Obtenir le statut de SIEG

Pénalisée par les règles de la concurrence européennes et par la loi française, fragilisée par son actionnaire majoritaire, elle a besoin de retrouver la maîtrise de sa gestion. Je ne suis pas sûre qu’une « renationalisation » soit la solution. Ni d’ailleurs qu’elle doive devenir une entreprise « comme les autres » sur le marché. Ni étatisation, ni privatisation ! Il faut inventer une entreprise de 3ème type où le capital et le conseil d’administration serait ouvert à toutes les parties prenantes dont les collectivités locales, et où les actionnaires publics et privés et les prêteurs seraient intéressés à l’intérêt général. L’électricité nucléaire n’est pas une marchandise comme les autres. C’est un service public. En bénéficiant du statut de SIEG (service d’intérêt économique général), compatible avec le Traité de Lisbonne grâce au rapport Herzog (2004) et à l’initiative de Mario Monti (2007), EDF qui doit assumer ses obligations de service public dans l’espace national et des missions de solidarité en Europe, ne serait plus soumise aux règles de la concurrence sur le marché européen. Elle pourrait ainsi se développer et en même temps continuer à défendre ses ambitions commerciales en Europe et dans le monde, car nul doute que la relance du nucléaire en France repositionnera notre pays sur le marché mondial en pleine renaissance[3].

 

Paris, le 13 février 2022

 

[1] Les EnR ne peuvent se faire qu’au prix d’une puissance installée très supérieure à la puissance appelée et d’une base pilotable capable de la compenser quand besoin. Elles bénéficient actuellement d’une priorité sur le réseau et d’un prix d’achat garanti, l’écart avec le prix de marché étant payé via les taxes appliquées aux consommateurs (7 milliards par an). En clair, elles sont hors concurrence et les dérogations qu’on leur a octroyées ont créé énormément d’effets pervers sur les marchés. Elles sont en partie responsables des prix spot volatils et de l’explosion de la demande de gaz et de son prix.

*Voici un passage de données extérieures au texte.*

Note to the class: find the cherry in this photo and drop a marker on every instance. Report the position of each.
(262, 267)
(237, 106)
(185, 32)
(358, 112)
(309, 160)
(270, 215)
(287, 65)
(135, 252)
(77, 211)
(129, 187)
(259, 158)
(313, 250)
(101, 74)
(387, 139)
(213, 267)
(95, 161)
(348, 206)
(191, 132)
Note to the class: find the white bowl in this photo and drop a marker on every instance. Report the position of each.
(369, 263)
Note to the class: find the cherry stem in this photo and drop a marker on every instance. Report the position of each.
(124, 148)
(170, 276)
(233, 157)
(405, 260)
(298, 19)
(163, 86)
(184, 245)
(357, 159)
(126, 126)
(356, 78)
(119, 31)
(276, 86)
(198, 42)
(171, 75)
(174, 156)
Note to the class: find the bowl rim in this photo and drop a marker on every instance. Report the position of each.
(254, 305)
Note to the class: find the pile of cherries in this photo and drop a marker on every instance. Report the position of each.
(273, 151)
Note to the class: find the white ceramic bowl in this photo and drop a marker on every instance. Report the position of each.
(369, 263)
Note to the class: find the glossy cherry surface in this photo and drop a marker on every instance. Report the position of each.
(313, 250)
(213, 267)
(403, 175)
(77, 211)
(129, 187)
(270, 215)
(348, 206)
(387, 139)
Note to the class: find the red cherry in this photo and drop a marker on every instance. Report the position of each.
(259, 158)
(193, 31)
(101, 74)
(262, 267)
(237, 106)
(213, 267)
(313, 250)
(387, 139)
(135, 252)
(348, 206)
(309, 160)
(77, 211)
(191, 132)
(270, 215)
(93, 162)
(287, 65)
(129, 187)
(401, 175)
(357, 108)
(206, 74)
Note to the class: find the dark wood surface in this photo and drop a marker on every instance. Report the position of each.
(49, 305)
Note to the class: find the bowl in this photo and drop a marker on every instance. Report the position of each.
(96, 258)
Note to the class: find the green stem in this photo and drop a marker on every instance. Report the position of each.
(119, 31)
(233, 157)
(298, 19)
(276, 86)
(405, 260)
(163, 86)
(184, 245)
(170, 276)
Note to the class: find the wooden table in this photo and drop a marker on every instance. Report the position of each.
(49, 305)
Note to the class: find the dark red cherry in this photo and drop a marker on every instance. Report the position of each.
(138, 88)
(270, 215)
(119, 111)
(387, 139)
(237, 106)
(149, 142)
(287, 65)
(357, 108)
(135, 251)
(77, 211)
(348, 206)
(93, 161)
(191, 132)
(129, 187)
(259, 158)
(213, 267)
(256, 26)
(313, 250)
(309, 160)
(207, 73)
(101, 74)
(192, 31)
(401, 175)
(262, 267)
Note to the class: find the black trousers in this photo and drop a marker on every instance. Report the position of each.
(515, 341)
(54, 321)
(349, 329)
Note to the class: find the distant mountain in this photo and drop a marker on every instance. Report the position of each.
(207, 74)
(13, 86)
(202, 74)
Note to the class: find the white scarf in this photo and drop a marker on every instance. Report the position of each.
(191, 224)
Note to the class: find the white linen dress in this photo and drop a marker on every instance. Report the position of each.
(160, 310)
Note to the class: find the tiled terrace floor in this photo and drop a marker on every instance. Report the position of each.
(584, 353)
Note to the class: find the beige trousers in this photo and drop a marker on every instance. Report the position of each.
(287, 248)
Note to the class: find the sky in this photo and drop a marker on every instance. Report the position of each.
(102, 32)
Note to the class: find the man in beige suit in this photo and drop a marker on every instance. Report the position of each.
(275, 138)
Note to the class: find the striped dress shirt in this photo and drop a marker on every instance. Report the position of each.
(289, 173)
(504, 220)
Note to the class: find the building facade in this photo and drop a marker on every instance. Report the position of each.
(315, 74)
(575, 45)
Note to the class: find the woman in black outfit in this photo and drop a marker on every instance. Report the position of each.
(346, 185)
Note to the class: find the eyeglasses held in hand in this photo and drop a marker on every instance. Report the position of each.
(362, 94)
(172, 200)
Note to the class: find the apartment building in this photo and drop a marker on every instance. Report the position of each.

[2] Le parc nucléaire français est beaucoup moins productif que le parc américain : la production au gigawatt installé 30% plus élevée aux USA en 2019, avec près de 8TWh par GW de capacité aux USA contre 6 en France. En 2020, en pleine pandémie, le GW américain a même produit 45% plus que le GW français. Cf. Véronique Le Billon dans Les Echos – 9 novembre 2021.

[3] Ces questions seront à l’ordre du jour du séminaire du 3 mars 2022, organisé par ASCPE avec le GIFEN, le syndicat de la filière nucléaire en France, le CLEEE, représentant les gros consommateurs d’électricité de l’industrie et du tertiaire, la FNTP, la fédération des entreprises des travaux publics et de génie civil, et X-Sursaut, es ingénieurs de l’Ecole Polytechnique, avec la participation de la Commission européenne.